Tres Peces tenía los ojos desmesuradamente abiertos y sus labios formaban un cuadrado oscuro, como la boca de un niño que gime. Puesto que la tribu de Samiq no regresaría mientras Aka escupiera fuego, ¿qué sentido tenía quedarse, salvo atormentar a Tres Peces?

—Nos vamos —dijo Samiq y cogió las lanzas, que había apoyado en la pared de la cueva—. No os dejéis nada.

Amarraron el ikyak al ik para crear una embarcación más estable y estabilizaron ambas con las provisiones y piedras de la playa. Samiq viajaba solo en el ikyak y Tres Peces y Pequeño Cuchillo ocupaban el ik. Remaron mar adentro hasta que la tierra se convirtió en una línea delgada y oscurecida por la bruma y la ceniza que teñían el cielo de gris.

La chigadax impidió que se mojara y Samiq se dio cuenta de que al cabo de poco rato Pequeño Cuchillo y Tres Peces quedarían empapados a causa de la espuma marina.

—Buscaremos tierra y haremos un alto —les gritó Samiq.

Aunque Pequeño Cuchillo no respondió, Samiq se estremeció al ver su cabellera mojada. Por primera vez desde que dejaron la aldea de los Cazadores de Ballenas se acordó de su magnífico sombrero de ballenero. ¿Dónde estaba? ¿Aplastado bajo las paredes del ulaq de Muchas Ballenas?

Como estaba amarrado al ik, el ikyak resultaba pesado y difícil de maniobrar. Cuando salían a cazar focas, con frecuencia Amgigh y él unían sus ikyan a fin de capear un súbito temporal.
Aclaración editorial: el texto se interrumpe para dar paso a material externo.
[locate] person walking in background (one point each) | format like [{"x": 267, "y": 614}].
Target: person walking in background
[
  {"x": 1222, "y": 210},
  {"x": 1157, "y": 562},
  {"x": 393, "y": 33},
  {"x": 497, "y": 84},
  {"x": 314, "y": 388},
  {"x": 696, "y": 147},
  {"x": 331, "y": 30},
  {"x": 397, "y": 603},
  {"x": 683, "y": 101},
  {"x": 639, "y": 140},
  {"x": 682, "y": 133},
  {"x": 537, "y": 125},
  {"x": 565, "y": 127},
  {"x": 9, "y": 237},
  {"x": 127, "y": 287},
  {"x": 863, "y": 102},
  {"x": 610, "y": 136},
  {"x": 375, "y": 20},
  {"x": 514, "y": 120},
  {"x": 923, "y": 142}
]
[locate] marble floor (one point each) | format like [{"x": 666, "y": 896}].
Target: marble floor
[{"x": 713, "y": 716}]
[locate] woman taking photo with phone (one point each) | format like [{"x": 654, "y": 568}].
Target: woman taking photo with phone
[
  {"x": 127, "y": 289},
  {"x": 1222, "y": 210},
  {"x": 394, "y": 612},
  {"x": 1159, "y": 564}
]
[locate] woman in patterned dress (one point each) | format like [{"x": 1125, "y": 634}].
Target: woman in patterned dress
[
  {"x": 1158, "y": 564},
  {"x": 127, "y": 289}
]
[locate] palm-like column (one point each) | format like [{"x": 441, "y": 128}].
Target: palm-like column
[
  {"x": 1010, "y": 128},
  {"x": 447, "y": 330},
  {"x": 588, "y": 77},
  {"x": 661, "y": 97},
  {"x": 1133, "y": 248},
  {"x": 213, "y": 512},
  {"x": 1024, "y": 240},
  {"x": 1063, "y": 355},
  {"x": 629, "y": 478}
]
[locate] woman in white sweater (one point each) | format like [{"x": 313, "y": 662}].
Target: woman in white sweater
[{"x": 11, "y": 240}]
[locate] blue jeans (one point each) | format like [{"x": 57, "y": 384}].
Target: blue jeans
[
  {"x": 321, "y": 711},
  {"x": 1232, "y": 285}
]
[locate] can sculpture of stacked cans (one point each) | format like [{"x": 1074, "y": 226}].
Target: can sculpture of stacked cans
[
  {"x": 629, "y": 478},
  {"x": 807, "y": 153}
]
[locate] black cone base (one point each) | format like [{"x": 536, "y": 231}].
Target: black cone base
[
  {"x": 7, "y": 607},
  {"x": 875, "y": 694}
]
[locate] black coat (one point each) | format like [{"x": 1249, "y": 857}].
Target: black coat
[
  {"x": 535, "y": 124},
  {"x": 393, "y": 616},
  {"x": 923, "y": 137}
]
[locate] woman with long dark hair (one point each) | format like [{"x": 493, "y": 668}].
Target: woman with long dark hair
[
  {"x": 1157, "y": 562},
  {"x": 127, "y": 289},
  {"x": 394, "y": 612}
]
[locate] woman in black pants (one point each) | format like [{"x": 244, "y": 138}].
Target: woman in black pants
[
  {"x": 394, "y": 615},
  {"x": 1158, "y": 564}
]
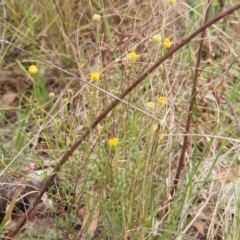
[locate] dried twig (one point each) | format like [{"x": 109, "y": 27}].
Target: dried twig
[
  {"x": 190, "y": 110},
  {"x": 21, "y": 221}
]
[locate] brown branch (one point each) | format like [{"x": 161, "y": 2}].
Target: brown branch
[
  {"x": 21, "y": 221},
  {"x": 190, "y": 110}
]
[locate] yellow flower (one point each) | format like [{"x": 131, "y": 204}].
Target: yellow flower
[
  {"x": 161, "y": 138},
  {"x": 150, "y": 105},
  {"x": 157, "y": 38},
  {"x": 96, "y": 18},
  {"x": 95, "y": 76},
  {"x": 113, "y": 142},
  {"x": 133, "y": 56},
  {"x": 69, "y": 90},
  {"x": 65, "y": 100},
  {"x": 162, "y": 100},
  {"x": 167, "y": 43},
  {"x": 32, "y": 69},
  {"x": 51, "y": 95}
]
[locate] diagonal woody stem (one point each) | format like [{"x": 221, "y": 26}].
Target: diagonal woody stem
[{"x": 21, "y": 221}]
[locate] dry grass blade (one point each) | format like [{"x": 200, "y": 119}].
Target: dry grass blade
[{"x": 21, "y": 221}]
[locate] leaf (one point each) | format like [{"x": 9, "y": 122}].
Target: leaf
[{"x": 91, "y": 215}]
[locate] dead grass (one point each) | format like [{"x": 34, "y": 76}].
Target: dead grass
[{"x": 121, "y": 192}]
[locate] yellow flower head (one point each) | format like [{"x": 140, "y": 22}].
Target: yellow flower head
[
  {"x": 65, "y": 100},
  {"x": 150, "y": 105},
  {"x": 133, "y": 56},
  {"x": 95, "y": 76},
  {"x": 157, "y": 38},
  {"x": 51, "y": 95},
  {"x": 32, "y": 69},
  {"x": 96, "y": 18},
  {"x": 167, "y": 43},
  {"x": 113, "y": 142},
  {"x": 162, "y": 100}
]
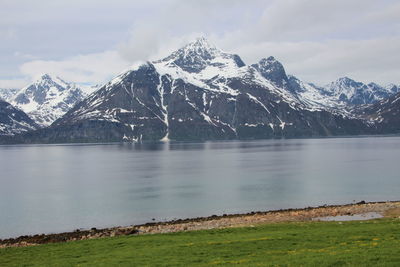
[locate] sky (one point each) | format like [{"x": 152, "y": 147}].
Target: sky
[{"x": 91, "y": 41}]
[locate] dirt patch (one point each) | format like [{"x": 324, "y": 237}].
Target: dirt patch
[
  {"x": 392, "y": 213},
  {"x": 389, "y": 209}
]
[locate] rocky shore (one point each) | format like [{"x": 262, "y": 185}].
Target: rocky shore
[{"x": 387, "y": 209}]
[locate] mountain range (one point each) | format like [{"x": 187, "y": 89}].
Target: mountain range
[{"x": 200, "y": 92}]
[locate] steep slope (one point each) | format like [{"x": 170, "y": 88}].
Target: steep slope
[
  {"x": 47, "y": 99},
  {"x": 14, "y": 121},
  {"x": 350, "y": 92},
  {"x": 198, "y": 92},
  {"x": 385, "y": 114},
  {"x": 7, "y": 94}
]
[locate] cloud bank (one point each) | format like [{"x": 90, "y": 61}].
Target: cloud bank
[{"x": 89, "y": 42}]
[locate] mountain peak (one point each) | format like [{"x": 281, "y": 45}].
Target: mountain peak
[
  {"x": 198, "y": 55},
  {"x": 272, "y": 70}
]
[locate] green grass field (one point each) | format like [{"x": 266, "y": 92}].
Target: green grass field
[{"x": 365, "y": 243}]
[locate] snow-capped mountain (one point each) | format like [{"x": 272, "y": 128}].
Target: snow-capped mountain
[
  {"x": 47, "y": 99},
  {"x": 13, "y": 120},
  {"x": 198, "y": 92},
  {"x": 7, "y": 94},
  {"x": 202, "y": 92},
  {"x": 385, "y": 114}
]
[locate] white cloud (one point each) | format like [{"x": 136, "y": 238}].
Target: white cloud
[
  {"x": 317, "y": 40},
  {"x": 91, "y": 68}
]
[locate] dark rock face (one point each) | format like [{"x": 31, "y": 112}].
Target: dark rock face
[
  {"x": 384, "y": 114},
  {"x": 272, "y": 70},
  {"x": 356, "y": 93},
  {"x": 202, "y": 93},
  {"x": 47, "y": 99},
  {"x": 7, "y": 94},
  {"x": 14, "y": 121}
]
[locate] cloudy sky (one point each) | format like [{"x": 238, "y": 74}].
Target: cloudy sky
[{"x": 90, "y": 41}]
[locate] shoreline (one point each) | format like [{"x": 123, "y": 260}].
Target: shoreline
[{"x": 384, "y": 208}]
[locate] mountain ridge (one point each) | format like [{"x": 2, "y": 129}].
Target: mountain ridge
[{"x": 200, "y": 92}]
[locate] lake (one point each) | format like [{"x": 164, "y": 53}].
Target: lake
[{"x": 55, "y": 188}]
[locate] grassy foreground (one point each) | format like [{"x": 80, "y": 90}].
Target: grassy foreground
[{"x": 365, "y": 243}]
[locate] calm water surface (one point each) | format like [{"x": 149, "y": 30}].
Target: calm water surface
[{"x": 54, "y": 188}]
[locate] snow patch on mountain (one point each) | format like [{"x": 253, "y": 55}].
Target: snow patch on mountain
[{"x": 47, "y": 99}]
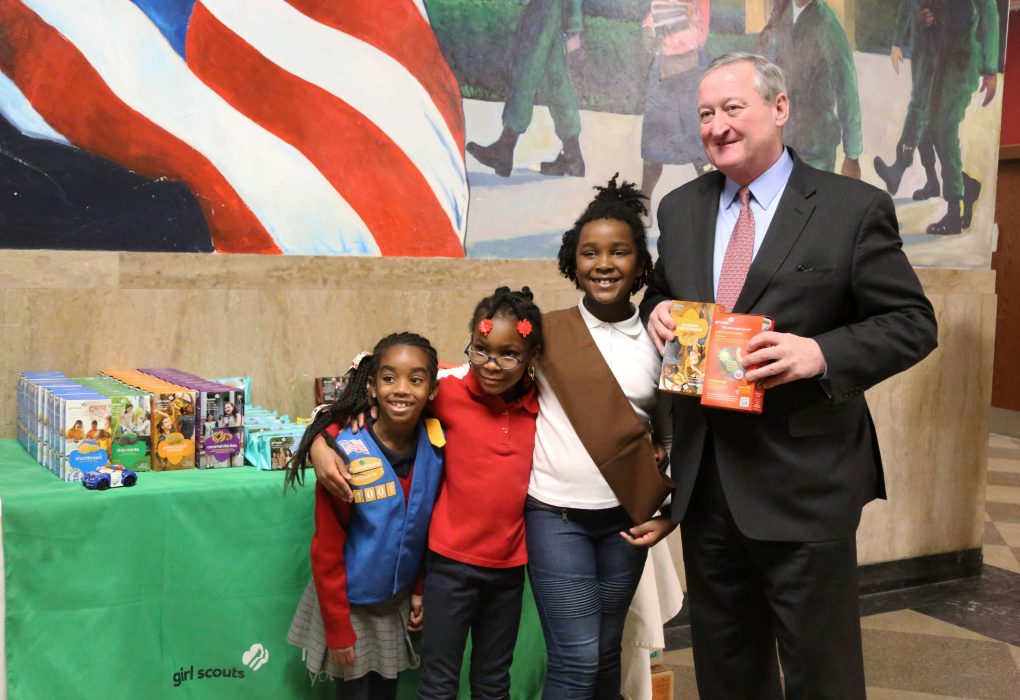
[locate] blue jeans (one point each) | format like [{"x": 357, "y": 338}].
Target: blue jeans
[
  {"x": 460, "y": 598},
  {"x": 583, "y": 576}
]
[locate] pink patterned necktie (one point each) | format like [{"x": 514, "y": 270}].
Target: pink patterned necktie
[{"x": 738, "y": 252}]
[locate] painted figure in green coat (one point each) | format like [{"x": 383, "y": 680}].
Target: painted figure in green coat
[
  {"x": 922, "y": 45},
  {"x": 549, "y": 31},
  {"x": 812, "y": 48},
  {"x": 964, "y": 56}
]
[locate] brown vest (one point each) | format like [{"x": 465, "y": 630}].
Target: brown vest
[{"x": 601, "y": 414}]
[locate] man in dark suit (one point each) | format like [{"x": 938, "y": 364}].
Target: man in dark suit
[{"x": 769, "y": 504}]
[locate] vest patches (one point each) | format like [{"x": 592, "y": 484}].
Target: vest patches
[
  {"x": 364, "y": 470},
  {"x": 354, "y": 446},
  {"x": 375, "y": 493}
]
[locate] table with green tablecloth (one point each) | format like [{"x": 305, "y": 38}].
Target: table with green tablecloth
[{"x": 181, "y": 587}]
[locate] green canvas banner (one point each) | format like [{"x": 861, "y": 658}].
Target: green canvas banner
[{"x": 181, "y": 587}]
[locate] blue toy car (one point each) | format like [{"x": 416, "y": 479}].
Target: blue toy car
[{"x": 108, "y": 477}]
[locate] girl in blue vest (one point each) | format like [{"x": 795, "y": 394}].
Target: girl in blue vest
[
  {"x": 476, "y": 558},
  {"x": 367, "y": 554}
]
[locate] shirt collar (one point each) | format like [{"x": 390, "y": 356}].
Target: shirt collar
[
  {"x": 796, "y": 11},
  {"x": 629, "y": 327},
  {"x": 528, "y": 400},
  {"x": 766, "y": 187}
]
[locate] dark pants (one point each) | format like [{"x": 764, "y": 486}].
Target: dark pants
[
  {"x": 461, "y": 598},
  {"x": 583, "y": 576},
  {"x": 371, "y": 686},
  {"x": 747, "y": 596}
]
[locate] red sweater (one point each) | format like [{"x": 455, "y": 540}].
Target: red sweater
[
  {"x": 479, "y": 514},
  {"x": 333, "y": 516}
]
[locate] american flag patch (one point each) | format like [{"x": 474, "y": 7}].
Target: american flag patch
[{"x": 356, "y": 445}]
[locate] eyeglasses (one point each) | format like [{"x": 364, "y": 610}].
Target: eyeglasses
[{"x": 502, "y": 361}]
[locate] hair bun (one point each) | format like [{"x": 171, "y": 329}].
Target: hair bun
[{"x": 625, "y": 193}]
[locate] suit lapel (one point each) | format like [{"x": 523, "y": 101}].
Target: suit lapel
[
  {"x": 703, "y": 220},
  {"x": 795, "y": 209}
]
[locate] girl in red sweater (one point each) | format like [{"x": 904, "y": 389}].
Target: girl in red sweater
[
  {"x": 367, "y": 552},
  {"x": 475, "y": 567}
]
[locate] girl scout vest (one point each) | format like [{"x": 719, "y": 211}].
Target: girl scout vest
[{"x": 386, "y": 542}]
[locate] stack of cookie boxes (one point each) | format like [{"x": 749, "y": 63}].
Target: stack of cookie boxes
[
  {"x": 63, "y": 425},
  {"x": 219, "y": 417},
  {"x": 131, "y": 442},
  {"x": 172, "y": 418}
]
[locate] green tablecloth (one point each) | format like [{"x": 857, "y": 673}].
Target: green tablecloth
[{"x": 160, "y": 590}]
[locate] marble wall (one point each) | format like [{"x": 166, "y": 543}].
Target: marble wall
[{"x": 287, "y": 320}]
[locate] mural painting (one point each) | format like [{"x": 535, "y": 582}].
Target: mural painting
[
  {"x": 310, "y": 127},
  {"x": 464, "y": 127}
]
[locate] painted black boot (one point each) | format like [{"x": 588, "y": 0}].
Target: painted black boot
[
  {"x": 951, "y": 223},
  {"x": 971, "y": 191},
  {"x": 568, "y": 162},
  {"x": 499, "y": 154}
]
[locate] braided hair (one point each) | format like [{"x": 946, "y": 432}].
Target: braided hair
[
  {"x": 520, "y": 304},
  {"x": 354, "y": 400},
  {"x": 615, "y": 202}
]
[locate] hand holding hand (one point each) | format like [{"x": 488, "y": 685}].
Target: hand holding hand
[
  {"x": 343, "y": 657},
  {"x": 661, "y": 326},
  {"x": 784, "y": 357},
  {"x": 988, "y": 86},
  {"x": 896, "y": 55},
  {"x": 417, "y": 618},
  {"x": 649, "y": 533},
  {"x": 330, "y": 470}
]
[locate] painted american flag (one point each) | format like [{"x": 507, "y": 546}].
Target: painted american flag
[{"x": 301, "y": 127}]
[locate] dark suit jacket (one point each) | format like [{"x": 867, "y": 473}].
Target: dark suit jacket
[{"x": 830, "y": 267}]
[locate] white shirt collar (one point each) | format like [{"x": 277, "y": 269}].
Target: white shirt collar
[
  {"x": 629, "y": 327},
  {"x": 796, "y": 11}
]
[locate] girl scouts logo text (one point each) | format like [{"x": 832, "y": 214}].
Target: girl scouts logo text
[{"x": 254, "y": 658}]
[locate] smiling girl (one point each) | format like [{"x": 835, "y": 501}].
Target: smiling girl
[
  {"x": 367, "y": 554},
  {"x": 475, "y": 566},
  {"x": 595, "y": 482}
]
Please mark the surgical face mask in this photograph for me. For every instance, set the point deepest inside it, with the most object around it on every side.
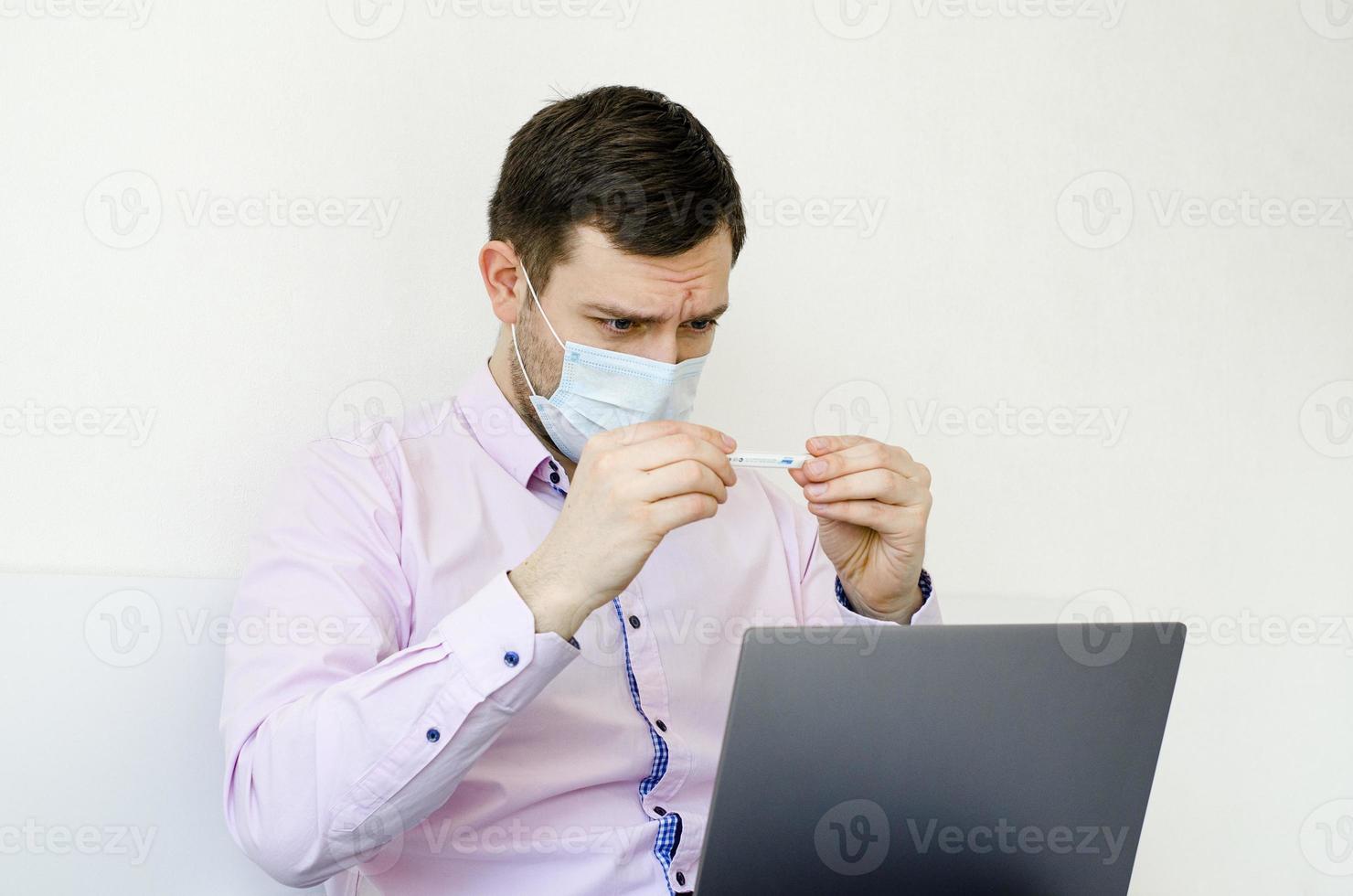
(601, 390)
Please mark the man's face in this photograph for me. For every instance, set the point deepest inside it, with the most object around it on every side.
(660, 309)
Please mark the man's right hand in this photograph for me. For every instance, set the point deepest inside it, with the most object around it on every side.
(632, 486)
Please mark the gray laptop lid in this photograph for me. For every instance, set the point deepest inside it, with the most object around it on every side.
(939, 760)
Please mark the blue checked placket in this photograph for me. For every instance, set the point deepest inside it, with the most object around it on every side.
(668, 827)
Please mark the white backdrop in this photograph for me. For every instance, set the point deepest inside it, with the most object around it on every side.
(1090, 260)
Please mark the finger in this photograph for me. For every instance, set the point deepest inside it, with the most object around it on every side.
(865, 453)
(882, 485)
(682, 476)
(651, 430)
(681, 509)
(873, 515)
(659, 453)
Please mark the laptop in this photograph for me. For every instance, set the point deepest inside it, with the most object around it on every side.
(964, 760)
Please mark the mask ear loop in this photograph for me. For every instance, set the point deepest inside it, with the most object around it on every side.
(516, 348)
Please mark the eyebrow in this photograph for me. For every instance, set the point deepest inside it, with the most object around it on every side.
(612, 312)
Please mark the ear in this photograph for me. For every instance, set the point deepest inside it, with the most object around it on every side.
(501, 275)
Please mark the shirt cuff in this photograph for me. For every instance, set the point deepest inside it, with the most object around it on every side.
(494, 637)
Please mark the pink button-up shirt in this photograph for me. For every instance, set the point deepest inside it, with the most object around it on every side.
(395, 724)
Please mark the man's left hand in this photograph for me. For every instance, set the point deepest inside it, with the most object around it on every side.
(871, 502)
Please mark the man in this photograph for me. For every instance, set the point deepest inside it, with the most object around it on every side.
(533, 596)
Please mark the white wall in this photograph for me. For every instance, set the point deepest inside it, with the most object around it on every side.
(1223, 351)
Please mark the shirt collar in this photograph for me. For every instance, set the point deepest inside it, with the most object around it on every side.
(498, 430)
Entonces sólo remaban para mantenerse a flote, pero ahora Samiq debía mover las barcas incluso en medio del oleaje que no obedecía al viento, sino a Aka; en medio de olas que ningún cazador podía evaluar y reconocer.

Por añadidura, ese ikyak no le pertenecía, no estaba hecho a la medida de sus brazos, sus piernas y sus manos. Sus restantes ikyan estaban en la aldea de los Cazadores de Ballenas: el ikyak que Samiq había construido de niño y con el que se había cobrado la primera foca, y el ikyak que había hecho con Muchas Ballenas, la embarcación ligera y estrecha que surcaba las olas como una nutria. ¿Qué le había enseñado Kayugh? Que el ikyak era su hermano.

Pues sí, se dijo Samiq, ese ikyak era para otra persona, pero no dejaba de ser bueno. Acarició los lados de la barca, pasó los dedos por la tensa piel de otaria. Claro que sí, era un buen ikyak, un bote fuerte y bien hecho.

—Hermano —dijo con la expectativa de que el ikyak oyera y notara el vínculo que los unía. ¿Quién sabía lo que el ikyak sería capaz de hacer si se enteraba de que Samiq añoraba sus otros ikyan?—. Hermano…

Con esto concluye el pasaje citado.